This article is more than 10 years old.

Was the Wall Street Journal's story this week on production cuts for the Apple iPhone 5 just flat out wrong?

That's what Wedge Partners analyst Brian Blair says. The analyst writes in a note to clients today that the reports of a 50% cut in orders for iPhone related components due to weakening demand for the iPhone "are simply erroneous."

He says it does appear to be the case that Apple has trimmed some panel orders for the iPhone and iPod Touch as well as for the iPad and the MacBook, but he does not find the cuits alarming. "We see these cuts as primarily related to normal seasonal patterns coming off of the holiday period and believe they are within a normal 15-25% range, not the 50% range that was reported over the weekend," he writes.

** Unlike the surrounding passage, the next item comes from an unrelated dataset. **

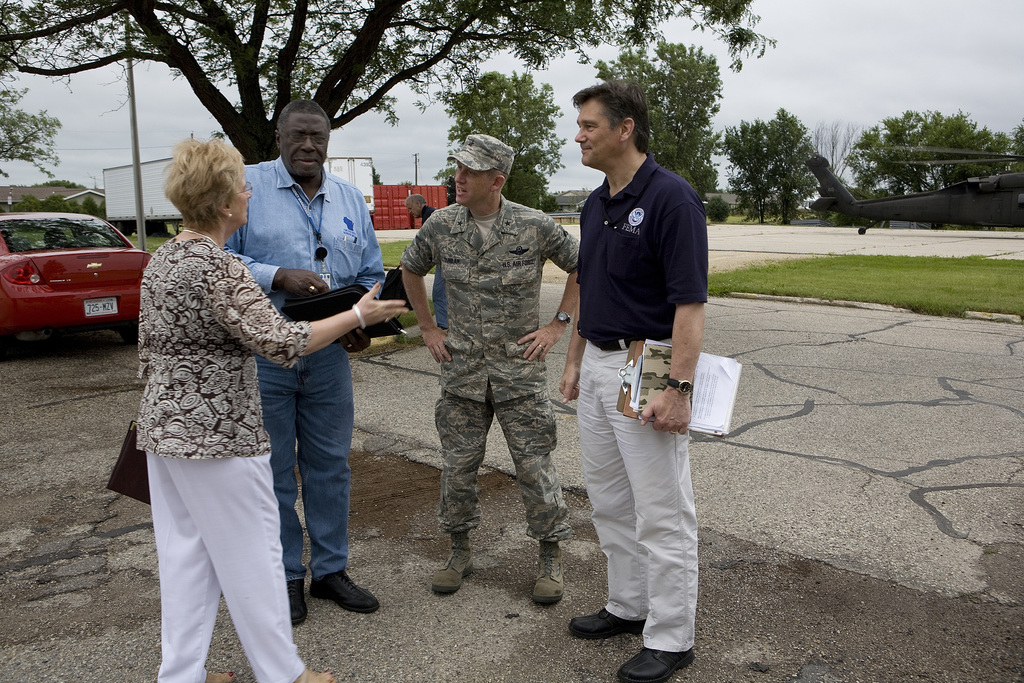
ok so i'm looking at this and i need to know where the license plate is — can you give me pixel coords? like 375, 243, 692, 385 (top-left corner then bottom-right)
84, 297, 118, 317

The analyst adds that Apple was ordering panels aggressively in the November/December time period due to low yields at the time. As panel yields have improved, Apple has been able to reduce orders, he says.

Blair say he continues to see iPhone unit sales of 50 million for the December quarter and 40 million for the March quarter. For the 2013 calendar year, he raises his unit forecast to 180 million from 163 million. Blair also thinks that Apple could shorten the refresh windows for the next iPhone, with a June launch possible "in an effort to stave off intensifying competition from Samsung."

Apple shares, which have been under intense selling pressure in recent sessions, today is up $22.86, or 4.7%, to $508.78.